“Kenapa ndak mau mas’e?”
“Lhaa, ya gitu lah, mereka mintanya bangun di emol, lha duite siapa mau bangun but-but di emol. Lha mampunya ya di desa, pinggir penggilingan sawah atau ya kalau ndak, ya di perkampungan, pinggir rel kereta. Kata mereka, yo emoh pak, but-but itu fesyen, fesyen ya di emol”
“Lha, terus gimana?”
“Wah ya susah dek.
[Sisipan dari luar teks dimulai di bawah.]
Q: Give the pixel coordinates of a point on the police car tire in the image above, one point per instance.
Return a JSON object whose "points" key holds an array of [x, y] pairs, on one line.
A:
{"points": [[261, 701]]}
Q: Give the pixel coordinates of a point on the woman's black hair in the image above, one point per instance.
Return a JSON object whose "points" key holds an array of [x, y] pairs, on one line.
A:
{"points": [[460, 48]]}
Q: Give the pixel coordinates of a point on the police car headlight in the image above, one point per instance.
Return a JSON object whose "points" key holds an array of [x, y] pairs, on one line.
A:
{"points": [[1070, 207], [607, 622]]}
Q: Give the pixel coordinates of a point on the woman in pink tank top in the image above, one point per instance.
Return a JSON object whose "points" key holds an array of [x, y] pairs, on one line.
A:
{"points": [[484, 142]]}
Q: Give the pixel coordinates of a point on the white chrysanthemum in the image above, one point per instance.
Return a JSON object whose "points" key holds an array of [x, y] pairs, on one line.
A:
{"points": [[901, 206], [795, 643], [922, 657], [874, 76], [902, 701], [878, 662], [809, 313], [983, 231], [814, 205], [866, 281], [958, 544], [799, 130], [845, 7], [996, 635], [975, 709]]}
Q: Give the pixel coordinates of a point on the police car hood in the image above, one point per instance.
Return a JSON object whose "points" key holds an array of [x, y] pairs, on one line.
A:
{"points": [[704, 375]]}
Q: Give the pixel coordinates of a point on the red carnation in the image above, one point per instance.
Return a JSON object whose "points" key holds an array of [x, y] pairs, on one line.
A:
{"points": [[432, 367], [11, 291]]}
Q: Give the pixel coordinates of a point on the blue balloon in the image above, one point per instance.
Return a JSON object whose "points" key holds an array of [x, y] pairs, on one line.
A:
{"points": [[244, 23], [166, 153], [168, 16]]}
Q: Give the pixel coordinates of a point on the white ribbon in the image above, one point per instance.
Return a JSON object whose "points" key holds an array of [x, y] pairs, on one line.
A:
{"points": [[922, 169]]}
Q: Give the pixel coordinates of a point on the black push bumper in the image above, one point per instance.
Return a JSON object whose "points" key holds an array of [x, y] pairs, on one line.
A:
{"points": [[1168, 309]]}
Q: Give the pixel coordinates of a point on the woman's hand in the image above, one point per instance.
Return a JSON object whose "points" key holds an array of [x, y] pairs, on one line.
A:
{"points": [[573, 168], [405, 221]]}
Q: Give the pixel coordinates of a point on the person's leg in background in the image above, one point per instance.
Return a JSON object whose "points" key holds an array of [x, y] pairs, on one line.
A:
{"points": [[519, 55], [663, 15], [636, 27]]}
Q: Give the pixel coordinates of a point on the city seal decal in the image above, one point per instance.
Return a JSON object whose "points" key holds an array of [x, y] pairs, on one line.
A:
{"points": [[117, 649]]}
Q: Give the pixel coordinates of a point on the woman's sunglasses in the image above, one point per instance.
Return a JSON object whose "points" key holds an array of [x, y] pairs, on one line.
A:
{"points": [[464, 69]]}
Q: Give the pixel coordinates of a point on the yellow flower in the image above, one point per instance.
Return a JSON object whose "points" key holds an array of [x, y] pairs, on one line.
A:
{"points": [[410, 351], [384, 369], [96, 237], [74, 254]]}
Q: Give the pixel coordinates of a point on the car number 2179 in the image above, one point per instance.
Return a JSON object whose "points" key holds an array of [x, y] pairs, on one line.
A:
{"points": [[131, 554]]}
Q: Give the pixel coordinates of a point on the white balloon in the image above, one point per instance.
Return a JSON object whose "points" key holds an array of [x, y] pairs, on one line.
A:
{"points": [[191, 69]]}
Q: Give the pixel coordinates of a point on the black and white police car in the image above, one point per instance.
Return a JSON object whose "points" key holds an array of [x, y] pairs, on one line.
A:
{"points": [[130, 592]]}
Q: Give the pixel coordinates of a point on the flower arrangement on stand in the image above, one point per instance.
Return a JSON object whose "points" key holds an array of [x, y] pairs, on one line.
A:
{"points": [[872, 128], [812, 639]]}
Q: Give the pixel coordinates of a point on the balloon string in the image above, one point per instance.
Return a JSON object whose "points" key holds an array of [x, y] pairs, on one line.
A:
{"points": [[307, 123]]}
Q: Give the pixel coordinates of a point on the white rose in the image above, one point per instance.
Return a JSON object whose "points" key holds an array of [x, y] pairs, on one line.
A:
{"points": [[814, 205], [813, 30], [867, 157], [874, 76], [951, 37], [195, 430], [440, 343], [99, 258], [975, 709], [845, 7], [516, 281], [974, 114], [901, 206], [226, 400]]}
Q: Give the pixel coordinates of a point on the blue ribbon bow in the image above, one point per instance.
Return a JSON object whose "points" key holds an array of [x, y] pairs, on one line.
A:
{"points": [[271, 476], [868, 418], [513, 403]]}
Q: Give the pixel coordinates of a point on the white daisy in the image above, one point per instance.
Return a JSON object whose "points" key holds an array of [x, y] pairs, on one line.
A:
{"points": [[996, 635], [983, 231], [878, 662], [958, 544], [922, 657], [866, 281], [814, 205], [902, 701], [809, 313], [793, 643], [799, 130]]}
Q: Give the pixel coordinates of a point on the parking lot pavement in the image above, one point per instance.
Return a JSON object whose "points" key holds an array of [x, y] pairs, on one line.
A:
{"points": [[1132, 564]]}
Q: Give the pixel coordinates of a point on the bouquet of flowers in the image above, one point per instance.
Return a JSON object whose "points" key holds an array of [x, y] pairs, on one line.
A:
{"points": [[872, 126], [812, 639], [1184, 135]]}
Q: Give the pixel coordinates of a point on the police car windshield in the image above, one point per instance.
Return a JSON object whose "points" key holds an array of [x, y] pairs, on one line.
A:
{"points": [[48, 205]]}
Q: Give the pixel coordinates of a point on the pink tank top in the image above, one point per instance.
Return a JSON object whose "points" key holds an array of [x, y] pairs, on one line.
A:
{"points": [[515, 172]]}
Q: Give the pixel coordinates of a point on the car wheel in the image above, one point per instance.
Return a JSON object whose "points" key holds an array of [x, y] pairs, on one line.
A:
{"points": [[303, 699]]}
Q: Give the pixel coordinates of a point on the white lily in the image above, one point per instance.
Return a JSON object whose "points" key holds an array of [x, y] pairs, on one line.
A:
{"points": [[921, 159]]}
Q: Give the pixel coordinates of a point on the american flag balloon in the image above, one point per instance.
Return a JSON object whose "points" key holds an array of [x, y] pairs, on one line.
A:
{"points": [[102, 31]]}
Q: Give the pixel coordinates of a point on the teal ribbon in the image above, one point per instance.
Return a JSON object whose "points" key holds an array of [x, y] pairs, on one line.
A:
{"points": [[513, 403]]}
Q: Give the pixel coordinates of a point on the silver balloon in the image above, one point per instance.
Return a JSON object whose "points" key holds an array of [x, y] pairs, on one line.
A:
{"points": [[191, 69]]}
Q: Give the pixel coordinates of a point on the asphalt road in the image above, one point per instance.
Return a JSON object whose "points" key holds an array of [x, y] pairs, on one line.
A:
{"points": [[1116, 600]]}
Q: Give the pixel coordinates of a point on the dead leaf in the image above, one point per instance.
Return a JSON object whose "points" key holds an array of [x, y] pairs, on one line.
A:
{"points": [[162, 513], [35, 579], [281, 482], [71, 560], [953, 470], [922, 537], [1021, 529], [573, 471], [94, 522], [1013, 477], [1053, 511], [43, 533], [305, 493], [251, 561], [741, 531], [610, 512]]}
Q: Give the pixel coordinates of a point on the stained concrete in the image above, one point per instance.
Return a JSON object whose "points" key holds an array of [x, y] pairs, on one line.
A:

Partai ku kan partai wong cilik bener, pengennya gandeng tukang jualan kayak aku gini, petani atau buruh pabrik. Tapi, mereka mana ngerti caranya cari duit, ya anak-anak muda itulah yang akhirnya ku gandeng”
“Hmmm..Petani..buruh…tukang…hmm…tak salah lagi..” Ujar sang Jendral dalam hati, masih sambil ngemil buah salak, dengan telinga yang melebar bak daun kelor.
“Kalau elemen-elemen itu di gabungkan, pasti tujuan kita tercapai, dagangan pasti tambah laris, tambah pemasukan untuk bayar kontrakan, kesejahteraan teman-teman pasti naik, gitu lho dek harapanku”
“Sek tho mas’e..elemen itu apa?”
“Wedus”
“Oh.. wedus..”
“Halah, yo pokoknya rumit lah..yang jelas PKI harus tumbuh”
Mendengar kata “PKI”, wajah sang Jenderal seketika memerah, membayangkan posisi yang akan diraihnya, dengan mudah.